Stern got a glimpse of a circular row of stone posts, each about nine feet high--he saw not the complete circle, but enough of it to judge its diameter as some fifty feet. In the center stood a round and massive building, and from each post to that building stretched a metal rod perhaps twenty feet in length.

"Look! Look!" gasped Beatrice, and pointed.

Then, deadly pale, she hid her face in both her hands and crouched away, as though to blot the sight from her perception.

Each metal bar was sagging with a hideous load--a row of human skeletons, stark, fleshless, frightful in their ghastliness. All were headless. All, suspended by the cervical vertebrae, swayed lightly as the blue-green light glared on them with its weird, unearthly radiance.

Before either Stern or the girl had time even to struggle or so much as recover from the shock of this fell sight, they were both pushed roughly between two of the posts into the frightful circle.

Stern saw a door yawn black before them in the massive hut of stone.

Toward this the Folk of the Abyss were thrusting them.

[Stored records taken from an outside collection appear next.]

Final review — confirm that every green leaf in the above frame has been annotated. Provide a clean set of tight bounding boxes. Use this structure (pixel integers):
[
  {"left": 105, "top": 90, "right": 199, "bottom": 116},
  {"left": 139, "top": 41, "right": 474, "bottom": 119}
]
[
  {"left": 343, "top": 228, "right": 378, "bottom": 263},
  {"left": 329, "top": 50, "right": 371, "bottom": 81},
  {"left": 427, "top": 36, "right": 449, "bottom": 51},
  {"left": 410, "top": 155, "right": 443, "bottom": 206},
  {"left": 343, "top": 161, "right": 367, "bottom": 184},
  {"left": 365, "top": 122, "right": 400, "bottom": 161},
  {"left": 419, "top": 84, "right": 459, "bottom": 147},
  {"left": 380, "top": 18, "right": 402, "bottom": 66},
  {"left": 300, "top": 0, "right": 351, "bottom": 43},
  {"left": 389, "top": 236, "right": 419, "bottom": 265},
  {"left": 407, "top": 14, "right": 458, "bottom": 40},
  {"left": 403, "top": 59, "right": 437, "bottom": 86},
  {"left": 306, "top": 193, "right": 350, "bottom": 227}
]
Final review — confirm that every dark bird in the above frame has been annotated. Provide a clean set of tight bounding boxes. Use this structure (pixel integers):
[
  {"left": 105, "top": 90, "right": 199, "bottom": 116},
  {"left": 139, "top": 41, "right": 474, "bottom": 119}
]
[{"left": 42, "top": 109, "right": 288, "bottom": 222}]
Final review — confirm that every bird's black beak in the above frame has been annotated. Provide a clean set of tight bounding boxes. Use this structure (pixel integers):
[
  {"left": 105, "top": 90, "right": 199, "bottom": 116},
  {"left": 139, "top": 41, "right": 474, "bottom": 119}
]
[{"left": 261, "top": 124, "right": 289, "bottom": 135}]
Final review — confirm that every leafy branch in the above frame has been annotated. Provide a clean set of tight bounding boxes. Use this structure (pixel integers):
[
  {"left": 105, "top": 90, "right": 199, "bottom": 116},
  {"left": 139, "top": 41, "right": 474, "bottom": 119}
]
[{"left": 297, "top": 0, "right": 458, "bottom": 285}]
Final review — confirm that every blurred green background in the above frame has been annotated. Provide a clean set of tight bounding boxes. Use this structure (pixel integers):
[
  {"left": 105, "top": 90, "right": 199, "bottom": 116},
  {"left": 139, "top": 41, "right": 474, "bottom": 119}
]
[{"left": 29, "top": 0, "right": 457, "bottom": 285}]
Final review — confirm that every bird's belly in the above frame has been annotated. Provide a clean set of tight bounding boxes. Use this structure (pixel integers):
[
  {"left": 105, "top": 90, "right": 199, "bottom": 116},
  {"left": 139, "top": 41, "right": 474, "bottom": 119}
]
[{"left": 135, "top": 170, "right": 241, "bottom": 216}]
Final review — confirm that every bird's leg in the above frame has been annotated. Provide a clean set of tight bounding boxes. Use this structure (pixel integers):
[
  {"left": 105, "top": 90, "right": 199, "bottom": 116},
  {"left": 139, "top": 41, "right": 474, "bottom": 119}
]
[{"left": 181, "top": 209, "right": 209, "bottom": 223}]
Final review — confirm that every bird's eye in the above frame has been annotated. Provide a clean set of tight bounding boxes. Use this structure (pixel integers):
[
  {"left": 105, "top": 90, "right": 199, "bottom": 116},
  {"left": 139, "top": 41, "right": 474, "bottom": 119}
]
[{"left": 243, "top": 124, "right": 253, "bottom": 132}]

"No, you don't, damn you!" he howled with sudden passion. "None o' that for us! Shoot, Beta! Shoot!"

But even as her hand jerked at the butt of the automatic, in its rawhide holster on her hip, an overmastering force flung them both forward into the foul dark of the round dungeon. A metal door clanged shut. Absolute darkness fell.

"My God!" cried Stern. "Beta! Where are you? Beta! Beta!"

But answer there was none. The girl had fainted.